2. Incorporar la ira a la conducta

Aprovechar la ira

Aprovechar la ira para reaccionar y dirigir la energía que nos da hacia la consecución de nuestros objetivos o lo que es lo mismo: Orientarla hacia acciones productivas.

Se trata de no hacer solamente una descarga emocional que nos quita la razón delante de los demás y nos aleja de nuestros objetivos y además nos deja mal. Hay que dirigir la ira hacia el objetivo que pretendemos.

Ayuda cambiar la frase: "Estoy enfadado ...." por "Me gustaría que ...."

Conductas alternativas

1. Manejo de los pensamientos irracionales

2. Manejo emocional

3. Time-out, (irse para calmarse y volver cuando se pueda afrontar el problema) buscar algo que hacer. Hacerla creativa en sitios donde no se puede ir de allí. Entrenarse unas cuantas veces cuando no se está enfadado. Recordarlo con notas.

Manejo emocional

Identificar indicios de tensión que avisen de que la ira está cerca para poder reaccionar cuando todavía es posible.

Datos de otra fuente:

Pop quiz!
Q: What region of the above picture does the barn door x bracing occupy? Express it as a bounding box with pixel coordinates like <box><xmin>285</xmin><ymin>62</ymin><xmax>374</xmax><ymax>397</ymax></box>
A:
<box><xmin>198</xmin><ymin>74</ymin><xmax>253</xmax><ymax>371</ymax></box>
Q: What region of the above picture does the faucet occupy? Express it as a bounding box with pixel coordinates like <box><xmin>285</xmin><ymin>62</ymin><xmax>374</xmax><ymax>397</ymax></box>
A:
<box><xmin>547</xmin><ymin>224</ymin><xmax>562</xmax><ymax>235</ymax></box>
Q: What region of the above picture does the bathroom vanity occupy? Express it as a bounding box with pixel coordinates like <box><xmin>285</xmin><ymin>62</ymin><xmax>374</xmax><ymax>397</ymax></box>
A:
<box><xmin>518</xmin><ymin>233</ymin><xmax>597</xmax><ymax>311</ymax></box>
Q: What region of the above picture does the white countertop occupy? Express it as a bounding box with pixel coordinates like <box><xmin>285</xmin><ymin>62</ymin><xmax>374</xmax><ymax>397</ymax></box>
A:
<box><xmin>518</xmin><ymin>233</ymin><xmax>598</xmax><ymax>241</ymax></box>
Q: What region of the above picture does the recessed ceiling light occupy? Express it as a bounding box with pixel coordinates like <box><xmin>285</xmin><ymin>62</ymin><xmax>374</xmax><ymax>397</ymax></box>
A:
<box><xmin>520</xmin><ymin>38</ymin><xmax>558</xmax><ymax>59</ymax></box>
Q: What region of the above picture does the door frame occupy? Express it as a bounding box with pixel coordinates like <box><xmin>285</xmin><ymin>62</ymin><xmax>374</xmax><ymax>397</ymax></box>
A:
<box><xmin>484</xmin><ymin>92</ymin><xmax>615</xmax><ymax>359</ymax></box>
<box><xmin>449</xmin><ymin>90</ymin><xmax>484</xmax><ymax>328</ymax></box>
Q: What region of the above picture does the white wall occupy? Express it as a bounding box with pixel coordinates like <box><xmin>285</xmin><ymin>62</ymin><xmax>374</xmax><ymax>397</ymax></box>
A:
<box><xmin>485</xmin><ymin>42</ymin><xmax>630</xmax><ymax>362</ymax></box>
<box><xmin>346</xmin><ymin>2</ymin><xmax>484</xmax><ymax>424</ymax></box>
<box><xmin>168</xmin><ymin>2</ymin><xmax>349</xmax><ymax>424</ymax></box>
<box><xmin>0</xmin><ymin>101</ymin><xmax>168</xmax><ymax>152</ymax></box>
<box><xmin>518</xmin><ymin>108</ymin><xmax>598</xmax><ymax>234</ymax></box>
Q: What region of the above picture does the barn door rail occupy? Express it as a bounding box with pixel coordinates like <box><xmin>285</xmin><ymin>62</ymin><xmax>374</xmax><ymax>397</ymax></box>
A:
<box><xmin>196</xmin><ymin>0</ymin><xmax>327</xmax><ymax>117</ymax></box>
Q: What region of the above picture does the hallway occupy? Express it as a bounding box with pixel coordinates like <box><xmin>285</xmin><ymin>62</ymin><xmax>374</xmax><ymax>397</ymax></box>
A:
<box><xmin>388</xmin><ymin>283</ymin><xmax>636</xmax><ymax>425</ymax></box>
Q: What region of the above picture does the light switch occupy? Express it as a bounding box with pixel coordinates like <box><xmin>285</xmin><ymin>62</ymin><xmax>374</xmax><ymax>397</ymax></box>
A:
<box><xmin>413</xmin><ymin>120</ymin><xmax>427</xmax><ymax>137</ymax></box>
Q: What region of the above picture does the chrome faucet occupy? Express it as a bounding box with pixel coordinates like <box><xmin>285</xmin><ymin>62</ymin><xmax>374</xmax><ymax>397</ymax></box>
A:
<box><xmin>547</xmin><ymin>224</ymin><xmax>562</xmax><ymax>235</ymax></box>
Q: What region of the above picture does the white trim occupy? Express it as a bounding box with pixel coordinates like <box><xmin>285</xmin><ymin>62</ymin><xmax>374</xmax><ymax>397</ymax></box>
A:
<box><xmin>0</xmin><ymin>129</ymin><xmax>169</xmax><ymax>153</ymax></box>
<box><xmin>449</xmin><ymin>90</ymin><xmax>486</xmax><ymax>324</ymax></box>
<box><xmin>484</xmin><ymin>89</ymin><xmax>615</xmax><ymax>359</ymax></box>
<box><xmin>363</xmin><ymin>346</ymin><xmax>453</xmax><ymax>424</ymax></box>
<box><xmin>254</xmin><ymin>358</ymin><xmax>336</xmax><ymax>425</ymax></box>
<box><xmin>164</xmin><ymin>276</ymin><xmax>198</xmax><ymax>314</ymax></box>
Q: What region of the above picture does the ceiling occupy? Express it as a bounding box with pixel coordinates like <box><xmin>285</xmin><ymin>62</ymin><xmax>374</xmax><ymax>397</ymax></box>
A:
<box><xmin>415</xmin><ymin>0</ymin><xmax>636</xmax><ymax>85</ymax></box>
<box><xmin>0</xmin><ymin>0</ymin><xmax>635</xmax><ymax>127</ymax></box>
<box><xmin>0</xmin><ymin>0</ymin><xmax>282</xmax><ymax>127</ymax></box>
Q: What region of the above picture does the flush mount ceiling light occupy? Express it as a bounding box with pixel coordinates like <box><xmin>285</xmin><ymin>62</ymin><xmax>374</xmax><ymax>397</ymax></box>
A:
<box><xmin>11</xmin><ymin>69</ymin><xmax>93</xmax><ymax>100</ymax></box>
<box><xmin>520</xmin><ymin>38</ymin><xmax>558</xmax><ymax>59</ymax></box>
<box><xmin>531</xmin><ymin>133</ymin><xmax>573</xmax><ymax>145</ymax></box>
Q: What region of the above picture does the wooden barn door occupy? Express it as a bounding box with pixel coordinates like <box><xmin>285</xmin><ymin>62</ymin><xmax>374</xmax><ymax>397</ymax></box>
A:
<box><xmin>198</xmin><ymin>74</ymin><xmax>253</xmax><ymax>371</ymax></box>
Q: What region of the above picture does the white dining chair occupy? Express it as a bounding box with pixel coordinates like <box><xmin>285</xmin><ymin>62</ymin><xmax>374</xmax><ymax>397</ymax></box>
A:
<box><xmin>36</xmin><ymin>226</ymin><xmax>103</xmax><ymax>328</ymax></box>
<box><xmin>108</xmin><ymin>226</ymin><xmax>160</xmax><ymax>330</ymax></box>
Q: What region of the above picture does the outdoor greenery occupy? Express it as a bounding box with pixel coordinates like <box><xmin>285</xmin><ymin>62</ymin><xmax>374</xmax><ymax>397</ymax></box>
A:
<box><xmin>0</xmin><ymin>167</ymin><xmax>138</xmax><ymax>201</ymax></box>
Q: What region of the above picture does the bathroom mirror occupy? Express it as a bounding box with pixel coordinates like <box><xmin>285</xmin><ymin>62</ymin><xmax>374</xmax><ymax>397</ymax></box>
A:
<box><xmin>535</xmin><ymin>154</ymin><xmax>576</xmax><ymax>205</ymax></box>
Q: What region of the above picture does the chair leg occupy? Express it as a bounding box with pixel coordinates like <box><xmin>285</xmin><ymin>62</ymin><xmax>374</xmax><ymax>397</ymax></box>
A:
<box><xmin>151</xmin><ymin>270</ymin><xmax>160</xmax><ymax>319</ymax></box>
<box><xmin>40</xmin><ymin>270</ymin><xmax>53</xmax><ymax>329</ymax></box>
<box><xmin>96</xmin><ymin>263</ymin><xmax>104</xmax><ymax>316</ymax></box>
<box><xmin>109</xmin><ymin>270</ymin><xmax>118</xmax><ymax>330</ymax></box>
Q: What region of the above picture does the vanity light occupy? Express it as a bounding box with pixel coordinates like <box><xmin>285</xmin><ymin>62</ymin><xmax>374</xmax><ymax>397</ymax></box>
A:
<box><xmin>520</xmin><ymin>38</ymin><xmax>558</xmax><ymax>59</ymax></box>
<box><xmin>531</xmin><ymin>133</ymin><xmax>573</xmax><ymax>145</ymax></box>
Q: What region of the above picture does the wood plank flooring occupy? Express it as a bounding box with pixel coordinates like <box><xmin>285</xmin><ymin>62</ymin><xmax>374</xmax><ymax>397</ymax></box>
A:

1. Sudor de manos, puños cerrados, latidos del corazón, tasa respiratoria, incomodidad.

2. Relajación para dejar la agresividad en su justo término.

3. La Terapia de Aceptación y Compromiso, que es la evolución más reciente de la terapia cognitivo conductual, plantea los métodos básicos para poder manejarse con la agresividad:

Tomar distancia de nuestros pensamientos, sentimientos, sensaciones y emociones de forma que no nos disparen automáticamente las respuestas agresivas. Tomar distancia de nuestro concepto de nosotros mismos, haciéndolo menos vulnerable a las posibles opiniones de los demás, haciendo realidad el dicho de que “no ofende quien quiere, sino quien puede”. Ser conscientes de nuestros intereses en las diferentes situaciones, porque el comportamiento impulsivo se convierte en una descarga emocional que en realidad no nos interesa. Estar siempre en el momento presente, que es desde donde se puede evaluar lo que está ocurriendo, para poder así tener conciencia de lo que ocurre en el presente, y no responder a antiguas ofensas o a problemas que puede ocurrir en el futuro, lo que distorsiona de forma tremenda nuestra capacidad de juicio.

La agresividad es una conducta similar a la ansiedad y, como emoción, la puede sustituir y es menos desagradable, aunque puede ser devastadora contra los que nos rodean o contra nosotros mismos.

La agresividad y la desesperación

Cuando no somos capaces de resolver un problema, nos desesperamos y, para salir de la desesperación generamos una rabia terrible, que, si no es canalizada puede ser destructiva.

La agresividad y el poder

Una de las formas de manejar nuestra ansiedad es por medio del poder y la agresividad genera miedo en los demás y si nos tienen miedo tenemos poder sobre ellos.

Consecuencias Psicologicas para la mujer maltratada.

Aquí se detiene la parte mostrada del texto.